Japanese architect Junya Ishigami, celebrated for his experimental structures that interpret traditional architectural conventions and reflect natural phenomena, has designed the Serpentine Pavilion 2019.
The design takes roofs, the most common architectural feature, as its point of departure and inspiration. It is reminiscent of roofing tiles seen around the world, bridging both architectural and cultural references through this single architectural feature. The roof of the Pavilion is made by arranging slates to create a canopy that alludes to nature. It appears to emerge from the ground of the surrounding Park.
Within, the interior of the Pavilion is an enclosed cave-like space, a refuge for contemplation. Ishigami said: “My design for the Pavilion plays with our perspectives of the built environment against the backdrop of a natural landscape, emphasising a natural and organic feel as though it had grown out of the lawn, resembling a hill made out of rocks.”

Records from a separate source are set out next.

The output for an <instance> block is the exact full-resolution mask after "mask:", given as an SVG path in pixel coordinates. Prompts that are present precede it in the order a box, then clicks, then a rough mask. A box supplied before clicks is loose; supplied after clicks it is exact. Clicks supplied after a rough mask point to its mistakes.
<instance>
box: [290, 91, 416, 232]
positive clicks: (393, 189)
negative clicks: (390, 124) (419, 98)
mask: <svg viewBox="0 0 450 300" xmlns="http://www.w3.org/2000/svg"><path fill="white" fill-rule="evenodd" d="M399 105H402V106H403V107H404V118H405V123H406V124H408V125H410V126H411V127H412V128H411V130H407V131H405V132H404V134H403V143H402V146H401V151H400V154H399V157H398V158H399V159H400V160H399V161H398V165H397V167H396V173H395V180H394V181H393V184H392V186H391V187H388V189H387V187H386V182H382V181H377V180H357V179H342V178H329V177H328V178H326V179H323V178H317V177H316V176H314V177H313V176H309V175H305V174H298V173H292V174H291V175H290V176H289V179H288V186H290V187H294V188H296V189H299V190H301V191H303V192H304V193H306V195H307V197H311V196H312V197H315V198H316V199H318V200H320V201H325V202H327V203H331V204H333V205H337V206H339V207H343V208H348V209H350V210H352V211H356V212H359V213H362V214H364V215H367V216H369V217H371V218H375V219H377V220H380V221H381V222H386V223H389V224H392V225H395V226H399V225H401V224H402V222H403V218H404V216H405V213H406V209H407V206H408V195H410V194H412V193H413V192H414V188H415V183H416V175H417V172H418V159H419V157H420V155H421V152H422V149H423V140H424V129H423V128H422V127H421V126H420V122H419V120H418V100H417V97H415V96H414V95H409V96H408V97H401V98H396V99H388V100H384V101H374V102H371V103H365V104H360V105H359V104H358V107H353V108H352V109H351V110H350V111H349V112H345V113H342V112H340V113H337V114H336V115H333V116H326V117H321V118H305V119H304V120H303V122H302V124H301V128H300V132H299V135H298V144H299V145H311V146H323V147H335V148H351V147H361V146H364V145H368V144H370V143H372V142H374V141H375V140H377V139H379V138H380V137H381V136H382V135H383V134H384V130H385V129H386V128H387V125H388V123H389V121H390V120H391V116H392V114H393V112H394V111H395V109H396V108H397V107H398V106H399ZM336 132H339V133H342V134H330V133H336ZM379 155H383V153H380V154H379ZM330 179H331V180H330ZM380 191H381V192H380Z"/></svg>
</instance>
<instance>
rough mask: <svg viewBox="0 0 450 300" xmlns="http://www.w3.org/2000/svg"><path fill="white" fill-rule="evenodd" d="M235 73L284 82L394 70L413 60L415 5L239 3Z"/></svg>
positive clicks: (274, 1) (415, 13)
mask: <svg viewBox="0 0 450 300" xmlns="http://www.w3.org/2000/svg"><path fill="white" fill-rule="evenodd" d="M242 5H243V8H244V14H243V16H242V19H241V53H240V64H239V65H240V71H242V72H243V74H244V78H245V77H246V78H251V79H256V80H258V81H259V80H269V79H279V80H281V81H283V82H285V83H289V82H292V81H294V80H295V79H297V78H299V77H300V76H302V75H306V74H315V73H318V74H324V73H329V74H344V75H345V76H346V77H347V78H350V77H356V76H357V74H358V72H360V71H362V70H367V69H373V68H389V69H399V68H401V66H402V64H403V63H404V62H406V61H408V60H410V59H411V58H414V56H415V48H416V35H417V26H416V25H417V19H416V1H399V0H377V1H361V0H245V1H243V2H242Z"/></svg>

For Ishigami, the Pavilion articulates his ‘free space’ philosophy in which he seeks harmony between man-made structures and those that already exist in nature. He is the nineteenth architect to accept the invitation to design a temporary Pavilion on the Serpentine Galllery’s lawn in Kensington Gardens.
This pioneering commission, which began in 2000 with Zaha Hadid, has presented the first UK structures by some of the biggest names in international architecture. In recent years it has grown into a highly-anticipated showcase for emerging talent, from Frida Escobedo of Mexico to Francis Kéré of Burkina Faso and Bjarke Ingels of Denmark, whose 2016 Pavilion was the most visited architectural design exhibition in the world.